X was designed with a client-server architecture. The applications themselves are the clients; they communicate with the server and issue requests, also receiving information from the server.
The X server maintains exclusive control of the display and services requests from the clients. At this point, the advantages of using this model are pretty clear. Applications (clients) only need to know how to communicate with the server, and need not be concerned with the details of talking to the actual graphics display device. At the most basic level, a client tells the server stuff like "draw a line from here to here", or "render this string of text, using this font, at this position on-screen".
This would be no different from just using a graphics library to write our application. However the X model goes a step further. It doesn't constrain the client being in the same computer as the server. The protocol used to communicate between clients and server can work over a network, or actually, any "inter-process communication mechanism that provides a reliable octet stream". Of course, the preferred way to do this is by using the TCP/IP protocols. As we can see, the X model is really powerful; the classical example of this is running a processor-intensive application on a Cray computer, a database monitor on a Solaris server, an e-mail application on a small BSD mail server, and a visualization program on an SGI server, and then displaying all those on my Linux workstation's screen.
So far we've seen that the X server is the one handling the actual graphics display. Also, since it's the X server which runs on the physical, actual computer the user is working on, it's the X server's responsibility to perform all actual interactions with the user. This includes reading the mouse and keyboard. All this information is relayed to the client, which of course will have to react to it.
X provides a library, aptly called Xlib, which handles all low-level client-server communication tasks. It sounds obvious that, then, the client has to invoke functions contained within Xlib to get work done.
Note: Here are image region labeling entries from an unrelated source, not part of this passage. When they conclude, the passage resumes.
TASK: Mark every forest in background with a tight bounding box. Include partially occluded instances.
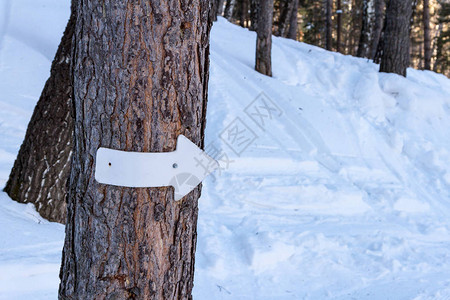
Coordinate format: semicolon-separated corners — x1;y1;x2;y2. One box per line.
215;0;450;77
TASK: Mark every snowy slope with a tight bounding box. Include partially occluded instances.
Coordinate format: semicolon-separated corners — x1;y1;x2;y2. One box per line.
0;0;450;300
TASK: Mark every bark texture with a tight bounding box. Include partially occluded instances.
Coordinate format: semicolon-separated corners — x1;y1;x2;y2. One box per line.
4;2;76;223
255;0;273;76
59;0;211;299
287;0;299;40
423;0;431;70
380;0;412;76
325;0;333;50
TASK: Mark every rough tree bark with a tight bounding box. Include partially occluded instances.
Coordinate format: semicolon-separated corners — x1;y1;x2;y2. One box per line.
59;0;211;299
380;0;412;76
4;1;76;223
370;0;385;59
287;0;299;40
325;0;333;51
423;0;431;70
255;0;273;76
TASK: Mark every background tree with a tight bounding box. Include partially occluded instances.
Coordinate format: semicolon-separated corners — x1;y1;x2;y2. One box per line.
277;0;297;37
223;0;236;21
4;1;76;223
356;0;375;57
325;0;333;50
255;0;273;76
59;0;210;299
287;0;299;40
433;1;450;76
336;0;342;52
380;0;412;76
423;0;431;70
369;0;385;59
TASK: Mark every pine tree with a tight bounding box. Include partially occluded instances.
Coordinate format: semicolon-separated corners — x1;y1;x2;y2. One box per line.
380;0;412;76
59;0;210;299
4;0;76;223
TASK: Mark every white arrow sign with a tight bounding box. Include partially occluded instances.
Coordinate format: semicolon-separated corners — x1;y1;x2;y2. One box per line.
95;135;219;200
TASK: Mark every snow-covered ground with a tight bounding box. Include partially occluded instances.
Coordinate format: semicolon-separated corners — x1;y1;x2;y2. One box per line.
0;0;450;300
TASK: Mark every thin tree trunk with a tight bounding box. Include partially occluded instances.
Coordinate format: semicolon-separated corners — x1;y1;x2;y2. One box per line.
4;1;76;223
217;0;225;16
59;0;210;299
336;0;342;52
223;0;236;21
255;0;273;76
380;0;412;77
211;0;223;22
277;0;296;37
239;0;249;27
370;0;385;59
249;0;260;31
356;0;370;57
287;0;299;40
423;0;431;70
325;0;333;50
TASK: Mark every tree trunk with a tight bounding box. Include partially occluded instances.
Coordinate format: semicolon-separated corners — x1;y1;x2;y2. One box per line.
325;0;333;51
336;0;342;52
370;0;385;59
423;0;431;70
287;0;299;40
277;0;296;37
356;0;373;57
4;1;76;223
239;0;248;27
211;0;224;22
217;0;225;16
223;0;236;21
249;0;260;31
380;0;412;77
255;0;273;76
59;0;211;299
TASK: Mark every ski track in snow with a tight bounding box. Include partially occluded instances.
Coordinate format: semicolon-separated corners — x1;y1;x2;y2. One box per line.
0;0;450;300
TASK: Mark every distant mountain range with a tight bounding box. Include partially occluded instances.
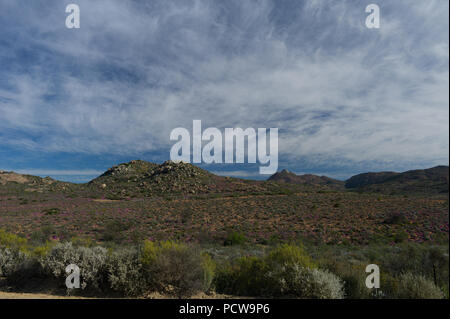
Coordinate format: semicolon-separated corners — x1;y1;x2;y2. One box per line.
268;166;449;194
0;160;449;197
268;169;345;189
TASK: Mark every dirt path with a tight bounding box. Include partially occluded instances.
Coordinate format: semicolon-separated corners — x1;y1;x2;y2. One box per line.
0;291;86;299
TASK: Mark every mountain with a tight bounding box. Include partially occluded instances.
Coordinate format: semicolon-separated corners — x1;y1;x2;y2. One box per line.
268;169;344;188
0;170;75;192
345;166;449;194
88;160;265;196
At this point everything seems to be working fine. We have a server in charge of visual output and data input, client applications, and a way for them to communicate between each other. In picturing a hypothetical interaction between a client and a server, the client could ask the server to assign a rectangular area on the screen. Being the client, I'm not concerned with where i'm being displayed on the screen. I just tell the server "give me an area X by Y pixels in size", and then call functions to perform actions like "draw a line from here to there", "tell me whether the user is moving the mouse in my screen area" and so on.